El consumidor del futuro cumplirá con sus compras bá sicas diarias del modo más sencillo posible a través de una combinación de tiendas, comercios electrónicos, recogidas, entregas y capas de inteligencia artificial ofreciendo servicios predictivos. Los clientes exploraran en las tiendas, incluso con realidad artificial o aumentada, pero seguirán visitando centros físicos. El problema es que esos centros físicos deberán de ser muy distintos a los actuales, y deberán estar estimulados por la internet de las cosas, los sensores adaptados, la trazabilidad transparente, los datos en tiempo real y los robots de entrega.
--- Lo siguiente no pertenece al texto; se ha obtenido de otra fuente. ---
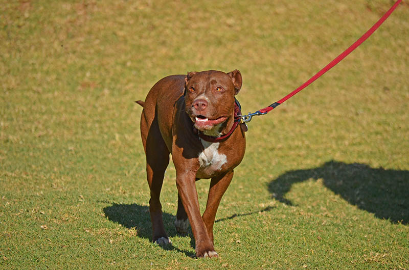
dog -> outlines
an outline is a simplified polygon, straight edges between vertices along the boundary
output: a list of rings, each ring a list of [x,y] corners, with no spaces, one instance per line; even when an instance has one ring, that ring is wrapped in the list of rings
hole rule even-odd
[[[171,154],[178,191],[176,230],[186,233],[190,223],[196,257],[218,256],[213,232],[216,212],[245,150],[246,126],[240,123],[235,98],[242,83],[237,70],[188,72],[161,79],[145,101],[135,101],[143,107],[141,134],[154,242],[170,243],[159,197]],[[209,178],[206,209],[201,215],[195,181]]]

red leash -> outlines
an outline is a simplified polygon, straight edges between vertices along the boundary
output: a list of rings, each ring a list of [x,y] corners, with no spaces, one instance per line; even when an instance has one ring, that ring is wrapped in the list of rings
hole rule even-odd
[[[332,67],[333,67],[335,65],[339,63],[343,59],[345,58],[347,56],[350,54],[353,50],[356,49],[358,46],[359,46],[362,42],[363,42],[365,40],[368,39],[373,33],[377,30],[378,28],[380,26],[382,23],[385,21],[389,15],[393,12],[394,10],[398,7],[399,4],[402,0],[398,0],[395,3],[395,4],[392,6],[391,9],[388,11],[388,12],[385,13],[385,14],[382,16],[382,17],[379,19],[376,23],[374,24],[374,25],[371,28],[371,29],[368,30],[367,33],[364,34],[360,38],[359,38],[358,40],[355,41],[354,44],[351,45],[348,48],[345,50],[342,53],[338,56],[335,59],[332,60],[331,63],[327,65],[324,68],[321,69],[320,71],[318,72],[315,75],[313,76],[312,77],[310,78],[308,80],[301,85],[298,88],[296,89],[295,90],[293,91],[284,97],[279,100],[278,101],[275,102],[271,105],[267,106],[267,107],[262,109],[259,111],[257,111],[255,113],[253,113],[253,114],[248,114],[246,115],[241,116],[241,119],[242,121],[245,123],[247,123],[250,122],[252,120],[252,118],[256,115],[262,115],[267,114],[268,112],[272,110],[280,104],[282,104],[283,102],[291,97],[292,96],[298,93],[299,92],[301,91],[308,86],[310,85],[312,82],[315,80],[316,79],[322,76],[324,73],[331,69]]]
Si nos ponemos a hablar de la impresión 3D por ejemplo, la cosa aun va más allá.

-Y la manera de trabajar… ¿cómo será el empleado de dentro de unos años?
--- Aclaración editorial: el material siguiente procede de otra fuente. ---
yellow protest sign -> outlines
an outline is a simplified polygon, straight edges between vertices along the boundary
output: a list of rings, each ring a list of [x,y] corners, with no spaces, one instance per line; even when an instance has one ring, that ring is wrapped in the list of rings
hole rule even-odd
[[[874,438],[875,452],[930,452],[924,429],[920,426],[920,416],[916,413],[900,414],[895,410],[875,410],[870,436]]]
-Ahí la cosa va a cambiar mucho. Seguramente, en el futuro inmediato, iremos al trabajo a aprender casi todo el tiempo. A aprender a preguntar cosas. A aprender a entender cómo funciona el software que hace el trabajo que hacíamos nosotros hace un tiempo, para que, aprendiendo, logremos que aún lo haga mejor cada vez. Las máquinas de inteligencia artificial son muy buenas respondiendo preguntas, pero no tanto haciéndolas. De ahı́ que, si somos cada vez más capaces de cuestionar mejor a esas máquinas, ellas nos responderán de un modo más útil. Iremos a trabajar pero só lo para aprender de ellas, para conocerlas mejor y para poder definir cada vez mejores preguntas.
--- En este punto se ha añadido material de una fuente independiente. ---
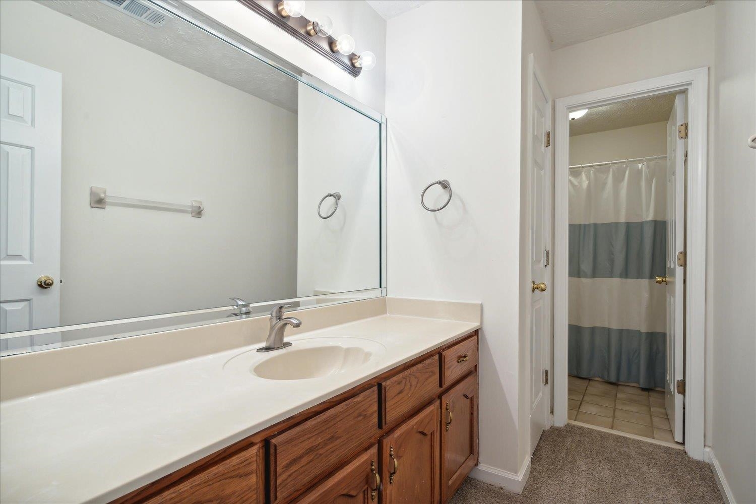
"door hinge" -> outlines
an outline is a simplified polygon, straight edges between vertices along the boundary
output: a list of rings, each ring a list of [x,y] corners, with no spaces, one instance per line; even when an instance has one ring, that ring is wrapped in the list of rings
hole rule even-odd
[[[683,122],[677,126],[677,138],[684,140],[688,138],[688,123]]]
Ese empleo es el verdadero empleo del futuro, el empleo y la vida de la que, en el próximo capítulo, llamaremos quinta revolución industrial. Para ver hacia donde va nuestro puesto laboral es bueno hacer un ejercicio. Pregúntate cuando llegues a tu oficina o a tu taller, cuantas cosas de las que harás en tu jornada laboral ese día, dentro de cinco años las hará un software, un robot, estará automatizado o tu intervención no será necesaria. Aquello que sea sustituible lo será, pero también descubrirás que cosas no lo serán y esas serán la clave de tu empleo futuro. Desarrollemos esas habilidades.

-Parece el argumento de una serie al estilo de «Black Mirror», pero… ¿habrá cambiado todo en menos de 10 años, antes de que nos demos cuenta? ¿Somos conscientes?

-La aceleración real de esa mutación social y económica está por ver si se está produciendo como la estamos percibiendo, pero que está sucediendo es una obviedad. Las cosas están cambiando y rápido, es evidente. No obstante, cómo y dónde se producirán esos avances es la clave. En apenas 15 años hemos vivido más innovación que en los 150 anteriores, y en ese siglo y medio, más que en 150.000 años. Como bien ha dicho Thomas Friedman en «Gracias por llegar tarde»: «Vamos a ver más cambios durante los próximos veinte años que los que hemos visto durante los últimos doscientos».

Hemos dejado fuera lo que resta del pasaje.